# Bochet - Burnt Honey Mead



## Ledge (Dec 15, 2010)

My mouth is watering just thinking about it....


----------



## Deezil (Jul 1, 2013)

Sounds fantastic;

Went all the way to that "tree pitch" color eh? Lol
Ever tried one to the 'Red' stage?

I'll have to burn-one-black, if I have any honey left after my batches, to see what this 'marshmellow' note is all about.


----------



## burns375 (Jul 15, 2013)

Brochets are nice but dangerous!!! Carmelizing that much honey is scarry and requires constant observation. I carmelized for about 1:30 hrs to a nice medium brown. 

What yeast did you use? I used wyeast sweat meade, very happy with results. The 1-yr meade was a hit with the club and friends.


----------



## Deezil (Jul 1, 2013)

The batch I vaguely covered here was only a quart of honey & it frothed up pretty well; you just need to do the boil in a pot that is 5-7x the amount of honey being boiled, and stir it rather constantly. 

Adding water to dilute at the end can be tricky as well, you need to add hot/almost boiling water to keep the molten honey from spitting at you for that first addition, then you can step the temp down.
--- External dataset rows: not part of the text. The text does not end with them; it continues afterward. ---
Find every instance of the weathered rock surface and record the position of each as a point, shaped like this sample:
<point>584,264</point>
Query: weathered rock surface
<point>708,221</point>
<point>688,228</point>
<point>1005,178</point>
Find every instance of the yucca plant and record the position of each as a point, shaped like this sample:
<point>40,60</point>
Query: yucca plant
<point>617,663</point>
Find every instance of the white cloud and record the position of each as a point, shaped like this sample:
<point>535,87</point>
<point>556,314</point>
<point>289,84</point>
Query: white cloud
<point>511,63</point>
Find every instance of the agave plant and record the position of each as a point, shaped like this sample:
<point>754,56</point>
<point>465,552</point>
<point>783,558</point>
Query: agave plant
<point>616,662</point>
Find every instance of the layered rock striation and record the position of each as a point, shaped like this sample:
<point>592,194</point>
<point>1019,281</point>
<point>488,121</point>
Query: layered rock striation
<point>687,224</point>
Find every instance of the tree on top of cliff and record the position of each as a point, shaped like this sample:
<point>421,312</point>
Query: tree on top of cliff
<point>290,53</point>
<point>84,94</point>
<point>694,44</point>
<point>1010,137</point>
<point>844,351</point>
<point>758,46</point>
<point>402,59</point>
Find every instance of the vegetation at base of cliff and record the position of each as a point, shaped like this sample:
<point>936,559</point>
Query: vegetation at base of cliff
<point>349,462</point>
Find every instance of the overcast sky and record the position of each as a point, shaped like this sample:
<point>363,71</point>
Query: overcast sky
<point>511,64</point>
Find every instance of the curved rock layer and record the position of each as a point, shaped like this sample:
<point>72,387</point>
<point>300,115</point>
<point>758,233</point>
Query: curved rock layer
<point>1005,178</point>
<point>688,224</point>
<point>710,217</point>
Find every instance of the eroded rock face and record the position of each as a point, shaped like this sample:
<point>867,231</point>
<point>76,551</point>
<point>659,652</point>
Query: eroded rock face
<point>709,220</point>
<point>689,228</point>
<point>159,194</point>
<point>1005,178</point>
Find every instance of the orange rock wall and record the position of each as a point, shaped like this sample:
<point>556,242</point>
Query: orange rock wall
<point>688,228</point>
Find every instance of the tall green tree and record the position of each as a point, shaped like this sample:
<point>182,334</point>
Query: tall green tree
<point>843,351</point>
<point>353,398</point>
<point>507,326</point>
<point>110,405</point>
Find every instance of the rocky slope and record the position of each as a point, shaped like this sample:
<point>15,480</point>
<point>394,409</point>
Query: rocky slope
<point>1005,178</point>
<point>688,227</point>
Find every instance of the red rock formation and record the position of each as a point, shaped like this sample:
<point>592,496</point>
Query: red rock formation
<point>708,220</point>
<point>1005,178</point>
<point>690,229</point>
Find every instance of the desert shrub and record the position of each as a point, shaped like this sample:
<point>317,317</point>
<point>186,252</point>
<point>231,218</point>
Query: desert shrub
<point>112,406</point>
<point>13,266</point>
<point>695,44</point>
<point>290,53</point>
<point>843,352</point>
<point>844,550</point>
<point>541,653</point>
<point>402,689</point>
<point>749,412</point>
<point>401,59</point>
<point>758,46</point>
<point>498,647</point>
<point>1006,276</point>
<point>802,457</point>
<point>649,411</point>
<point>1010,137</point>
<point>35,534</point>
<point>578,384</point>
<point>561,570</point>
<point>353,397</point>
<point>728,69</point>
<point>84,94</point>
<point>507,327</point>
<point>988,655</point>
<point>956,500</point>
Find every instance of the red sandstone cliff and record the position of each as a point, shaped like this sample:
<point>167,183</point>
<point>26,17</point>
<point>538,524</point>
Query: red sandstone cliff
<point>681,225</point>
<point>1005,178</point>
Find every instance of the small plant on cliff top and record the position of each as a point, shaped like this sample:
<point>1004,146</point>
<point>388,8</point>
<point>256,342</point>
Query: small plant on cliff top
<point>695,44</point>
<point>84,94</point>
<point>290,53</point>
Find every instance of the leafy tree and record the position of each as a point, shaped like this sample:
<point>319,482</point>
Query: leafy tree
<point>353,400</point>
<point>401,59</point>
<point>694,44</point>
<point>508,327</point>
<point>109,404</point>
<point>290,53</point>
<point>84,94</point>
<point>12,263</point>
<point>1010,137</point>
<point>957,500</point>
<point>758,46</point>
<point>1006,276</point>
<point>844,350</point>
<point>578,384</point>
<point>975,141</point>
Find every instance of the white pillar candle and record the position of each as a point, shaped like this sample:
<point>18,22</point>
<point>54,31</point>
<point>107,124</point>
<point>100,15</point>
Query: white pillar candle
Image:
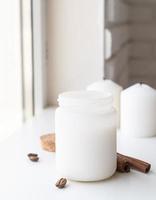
<point>85,126</point>
<point>138,111</point>
<point>109,86</point>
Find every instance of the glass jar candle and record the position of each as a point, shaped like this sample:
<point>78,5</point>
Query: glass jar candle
<point>85,126</point>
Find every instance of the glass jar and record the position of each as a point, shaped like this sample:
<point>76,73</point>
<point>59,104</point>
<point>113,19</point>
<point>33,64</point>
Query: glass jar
<point>85,127</point>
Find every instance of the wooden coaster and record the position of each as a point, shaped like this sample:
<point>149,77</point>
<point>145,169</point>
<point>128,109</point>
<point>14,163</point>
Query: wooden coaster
<point>48,142</point>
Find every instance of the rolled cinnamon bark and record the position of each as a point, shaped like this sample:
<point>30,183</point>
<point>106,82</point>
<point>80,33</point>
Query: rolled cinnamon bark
<point>122,165</point>
<point>135,163</point>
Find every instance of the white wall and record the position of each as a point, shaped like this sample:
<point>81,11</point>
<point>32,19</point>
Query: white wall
<point>75,47</point>
<point>142,66</point>
<point>117,41</point>
<point>10,68</point>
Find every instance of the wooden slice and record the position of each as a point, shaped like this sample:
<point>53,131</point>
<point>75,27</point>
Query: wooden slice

I used EC-1118 because it was a small experiment in a larger endeavor, and I wanted to use a rather neutral-profile yeast


----------



## WVMJ (Apr 2, 2012)

Hey Deezil, not sure what tree pitch color is, sounds light, ours is black, just not "I dropped my marshmallow in the fire" black, well past the red stage. We wore protective gear when adding the water back. Found a new idea for a big cooker but have to give it a try before writing about it plus the wife just ordered a new and much better pressure cooker so we have to try that one out again. WVMJ


----------